# pdf dateien erstellen mit Photoshop mehrere seiten in einer pdf datei?



## walter-markus (15. Februar 2004)

Ich hab zwar schon eine seite als pdf datei abgespeichert bei Photoshop aber ich will mehrere seiten in einer pdf datei haben geht das bei Photoshop?,...oder nicht?

Falls nicht welches Prog könnt ihr mir empfehlen dort ich selber pdf dateien schreiben mit mehreren seiten und auch weit über 100 seiten...

Dort man auch mal nen Menü machen kann also iNhaltsverzeichnis und mit doppelklick auf das thema kommt man dann zu denn thema...
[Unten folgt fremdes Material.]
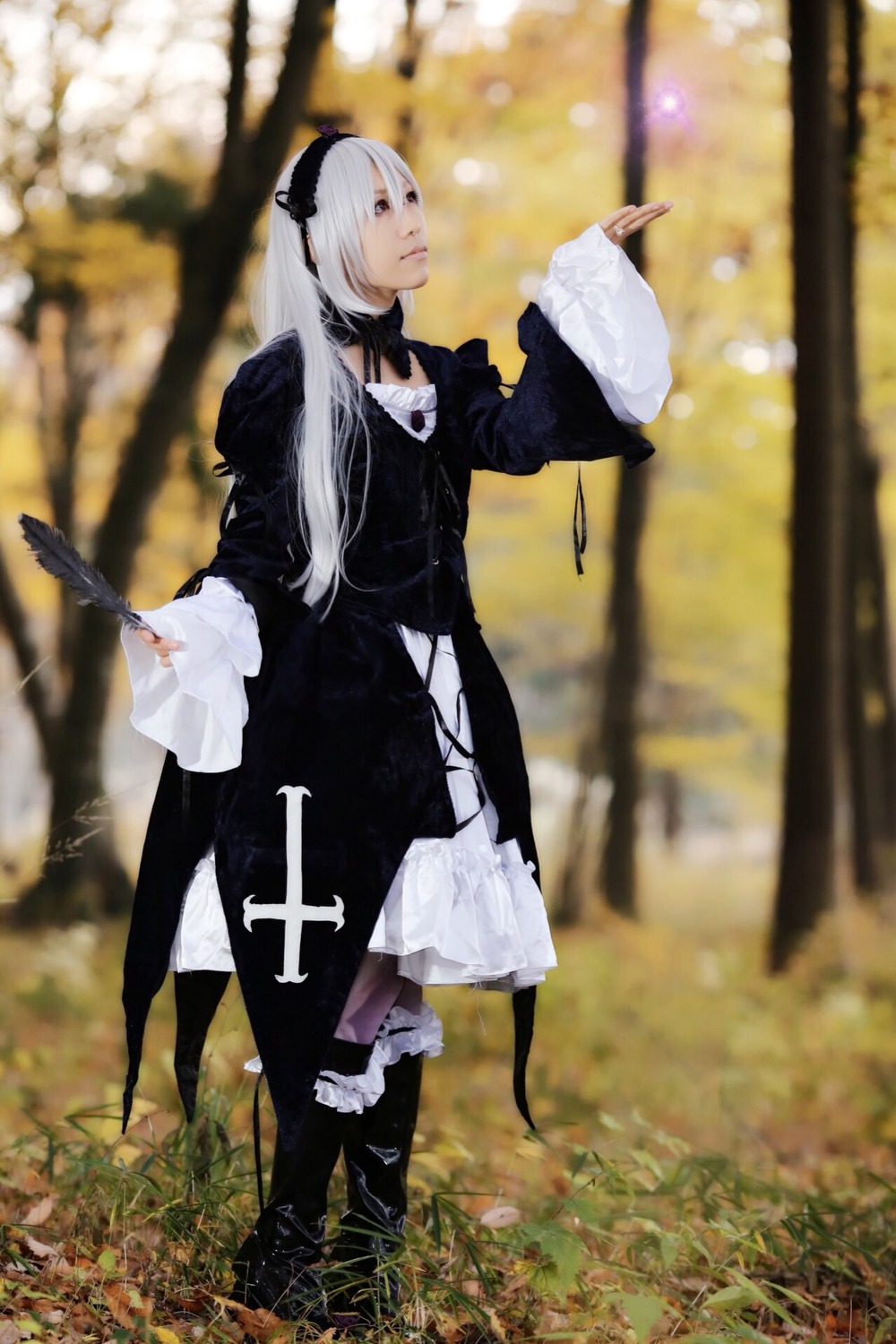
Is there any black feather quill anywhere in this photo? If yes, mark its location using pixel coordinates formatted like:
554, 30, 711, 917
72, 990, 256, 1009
19, 513, 156, 634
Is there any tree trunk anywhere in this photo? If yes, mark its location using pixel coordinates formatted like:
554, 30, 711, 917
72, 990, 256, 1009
11, 0, 326, 924
842, 0, 896, 894
554, 0, 650, 926
770, 0, 849, 970
599, 0, 650, 918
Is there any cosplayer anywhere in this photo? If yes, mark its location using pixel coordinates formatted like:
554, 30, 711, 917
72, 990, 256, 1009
115, 128, 669, 1328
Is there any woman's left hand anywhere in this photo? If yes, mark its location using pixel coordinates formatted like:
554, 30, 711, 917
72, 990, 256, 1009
600, 201, 673, 245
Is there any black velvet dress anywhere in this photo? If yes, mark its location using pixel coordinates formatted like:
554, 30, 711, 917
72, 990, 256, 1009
124, 306, 653, 1147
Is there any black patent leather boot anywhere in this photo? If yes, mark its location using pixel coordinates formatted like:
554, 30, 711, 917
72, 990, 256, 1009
331, 1055, 423, 1322
231, 1042, 371, 1331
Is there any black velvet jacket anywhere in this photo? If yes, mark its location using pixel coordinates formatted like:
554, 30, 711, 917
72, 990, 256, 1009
124, 306, 653, 1147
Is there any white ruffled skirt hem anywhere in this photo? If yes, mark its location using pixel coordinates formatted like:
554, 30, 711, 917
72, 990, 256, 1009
369, 819, 556, 991
314, 1004, 444, 1116
243, 1004, 444, 1116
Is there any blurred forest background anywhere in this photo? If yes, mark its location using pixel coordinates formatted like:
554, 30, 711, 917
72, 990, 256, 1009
0, 0, 896, 1344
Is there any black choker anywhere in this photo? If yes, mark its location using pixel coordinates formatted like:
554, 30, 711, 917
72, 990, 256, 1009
325, 298, 411, 383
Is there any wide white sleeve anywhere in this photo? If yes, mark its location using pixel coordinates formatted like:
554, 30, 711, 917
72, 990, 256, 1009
121, 578, 262, 774
536, 225, 672, 425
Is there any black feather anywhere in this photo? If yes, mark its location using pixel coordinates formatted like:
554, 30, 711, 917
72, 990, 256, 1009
19, 513, 156, 634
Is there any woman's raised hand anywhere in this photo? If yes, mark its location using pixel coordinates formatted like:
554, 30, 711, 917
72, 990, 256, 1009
137, 631, 180, 668
600, 201, 673, 244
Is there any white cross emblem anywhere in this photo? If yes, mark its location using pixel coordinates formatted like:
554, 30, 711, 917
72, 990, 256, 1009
243, 784, 345, 986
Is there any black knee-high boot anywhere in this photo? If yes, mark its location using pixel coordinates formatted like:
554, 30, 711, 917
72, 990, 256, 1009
333, 1055, 423, 1319
232, 1042, 372, 1330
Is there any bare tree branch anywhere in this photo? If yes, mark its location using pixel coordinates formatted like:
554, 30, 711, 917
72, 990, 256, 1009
219, 0, 248, 182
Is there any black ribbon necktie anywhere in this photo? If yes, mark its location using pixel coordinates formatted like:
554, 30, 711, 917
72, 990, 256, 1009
573, 462, 589, 578
325, 298, 411, 383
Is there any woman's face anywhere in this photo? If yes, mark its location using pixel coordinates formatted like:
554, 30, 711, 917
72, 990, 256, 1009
361, 167, 430, 308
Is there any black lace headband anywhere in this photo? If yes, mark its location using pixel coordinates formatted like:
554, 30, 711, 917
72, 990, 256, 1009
274, 126, 358, 230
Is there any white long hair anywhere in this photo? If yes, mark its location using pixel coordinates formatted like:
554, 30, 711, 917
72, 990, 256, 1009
253, 137, 417, 609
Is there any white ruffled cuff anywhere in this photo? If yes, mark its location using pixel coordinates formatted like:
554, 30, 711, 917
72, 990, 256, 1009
121, 578, 262, 774
536, 225, 672, 425
314, 1004, 444, 1116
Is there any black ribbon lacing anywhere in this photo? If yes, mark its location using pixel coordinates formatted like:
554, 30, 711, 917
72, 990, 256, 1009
423, 634, 485, 835
253, 1070, 264, 1215
573, 462, 589, 578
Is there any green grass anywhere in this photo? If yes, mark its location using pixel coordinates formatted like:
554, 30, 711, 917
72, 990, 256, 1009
0, 910, 896, 1344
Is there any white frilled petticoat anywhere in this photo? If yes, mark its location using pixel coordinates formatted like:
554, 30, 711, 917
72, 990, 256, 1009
122, 225, 670, 1110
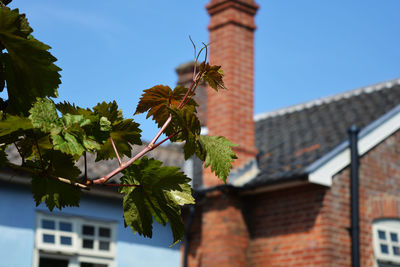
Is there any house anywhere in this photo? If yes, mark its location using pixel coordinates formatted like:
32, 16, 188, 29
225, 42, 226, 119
182, 0, 400, 267
0, 0, 400, 267
0, 145, 184, 267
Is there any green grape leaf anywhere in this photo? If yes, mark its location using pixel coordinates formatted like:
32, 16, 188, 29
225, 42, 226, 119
135, 85, 198, 127
120, 157, 194, 244
49, 150, 81, 181
29, 98, 62, 133
166, 108, 201, 160
199, 62, 226, 91
0, 146, 8, 168
0, 8, 61, 114
16, 132, 53, 159
0, 114, 33, 136
93, 101, 123, 123
96, 119, 142, 161
31, 175, 82, 211
196, 135, 238, 183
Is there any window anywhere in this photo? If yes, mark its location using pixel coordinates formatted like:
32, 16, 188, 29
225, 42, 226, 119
373, 219, 400, 267
34, 212, 117, 267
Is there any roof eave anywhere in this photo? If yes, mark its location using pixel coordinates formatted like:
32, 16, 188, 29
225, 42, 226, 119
305, 105, 400, 186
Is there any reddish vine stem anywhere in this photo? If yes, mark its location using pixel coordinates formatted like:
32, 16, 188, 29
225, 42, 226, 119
86, 45, 207, 186
151, 131, 182, 150
14, 142, 25, 164
110, 137, 122, 166
33, 134, 45, 171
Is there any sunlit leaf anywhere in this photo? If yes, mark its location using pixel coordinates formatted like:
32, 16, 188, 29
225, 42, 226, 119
0, 8, 61, 114
197, 135, 238, 182
120, 157, 194, 246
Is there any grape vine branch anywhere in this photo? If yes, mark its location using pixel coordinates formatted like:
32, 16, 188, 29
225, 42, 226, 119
0, 0, 236, 244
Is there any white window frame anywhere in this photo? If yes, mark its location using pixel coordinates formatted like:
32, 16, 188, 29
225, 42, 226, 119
33, 211, 117, 267
372, 219, 400, 266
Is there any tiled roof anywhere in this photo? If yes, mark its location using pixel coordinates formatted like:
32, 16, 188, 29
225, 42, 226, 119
248, 79, 400, 186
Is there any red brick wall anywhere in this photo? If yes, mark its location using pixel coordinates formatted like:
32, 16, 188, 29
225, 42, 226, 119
176, 62, 207, 126
244, 132, 400, 267
204, 0, 258, 186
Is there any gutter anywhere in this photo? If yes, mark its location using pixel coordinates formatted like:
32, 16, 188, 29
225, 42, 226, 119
348, 125, 360, 267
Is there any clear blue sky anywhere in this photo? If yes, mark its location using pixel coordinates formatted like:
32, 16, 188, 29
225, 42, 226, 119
11, 0, 400, 139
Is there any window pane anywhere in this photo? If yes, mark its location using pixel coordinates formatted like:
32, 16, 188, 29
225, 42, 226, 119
82, 225, 94, 235
60, 236, 72, 246
99, 241, 110, 250
393, 246, 400, 256
43, 234, 54, 244
42, 220, 56, 230
83, 239, 93, 248
378, 230, 386, 240
80, 262, 108, 267
390, 233, 398, 242
60, 222, 72, 232
39, 257, 69, 267
381, 244, 389, 254
99, 227, 111, 237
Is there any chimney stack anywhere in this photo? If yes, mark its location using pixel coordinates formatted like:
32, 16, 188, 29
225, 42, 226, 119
204, 0, 258, 186
184, 0, 258, 267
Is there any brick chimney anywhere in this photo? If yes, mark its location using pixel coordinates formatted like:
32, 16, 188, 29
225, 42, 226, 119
184, 0, 258, 267
204, 0, 258, 186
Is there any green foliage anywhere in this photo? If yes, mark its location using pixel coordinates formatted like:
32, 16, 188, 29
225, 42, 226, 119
31, 175, 81, 211
0, 115, 33, 136
120, 157, 194, 247
0, 8, 61, 114
199, 62, 226, 91
135, 85, 198, 132
93, 101, 142, 161
0, 3, 236, 247
169, 108, 201, 160
197, 135, 237, 182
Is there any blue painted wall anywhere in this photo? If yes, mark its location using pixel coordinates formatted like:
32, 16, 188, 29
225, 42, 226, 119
0, 182, 180, 267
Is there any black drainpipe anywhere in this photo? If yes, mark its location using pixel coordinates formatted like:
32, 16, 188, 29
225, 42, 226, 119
348, 125, 360, 267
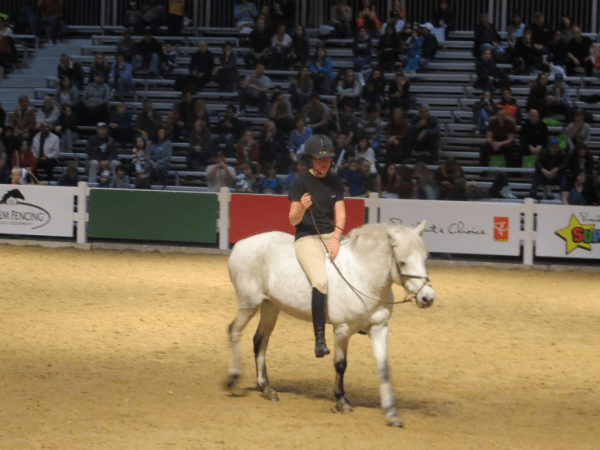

Ich weis es nicht obs ihr richtig ist aber falls nicht bitte ich um verzeihung und das es bitte ins richtige verschoben wird.


----------



## Philip Kurz (15. Februar 2004)

Eine mehrseitige pdf-Datei kann man, meiner Meinung nach, nicht mit Photoshop erstellen, da man auch immer nur eine Seite öffnen kann. Aber ich habe dir einen Link rausgesucht, der dir eventuell weiterhelfen könnte  

http://www.freidok.uni-freiburg.de/freidok/tutorial/pdf-erstellen.html#pdfsoftware


----------



## walter-markus (15. Februar 2004)

Danke in verbindung mit Word kann ich dann mit word pdf dateien erstellen


----------



## suju (9. November 2004)

hi,
photoshop cs bietet die möglichkeit, pdf-präsentationen per klick zu erzeugen, auch mit 300 seiten, wenn es sein muß...
gruss
kk


----------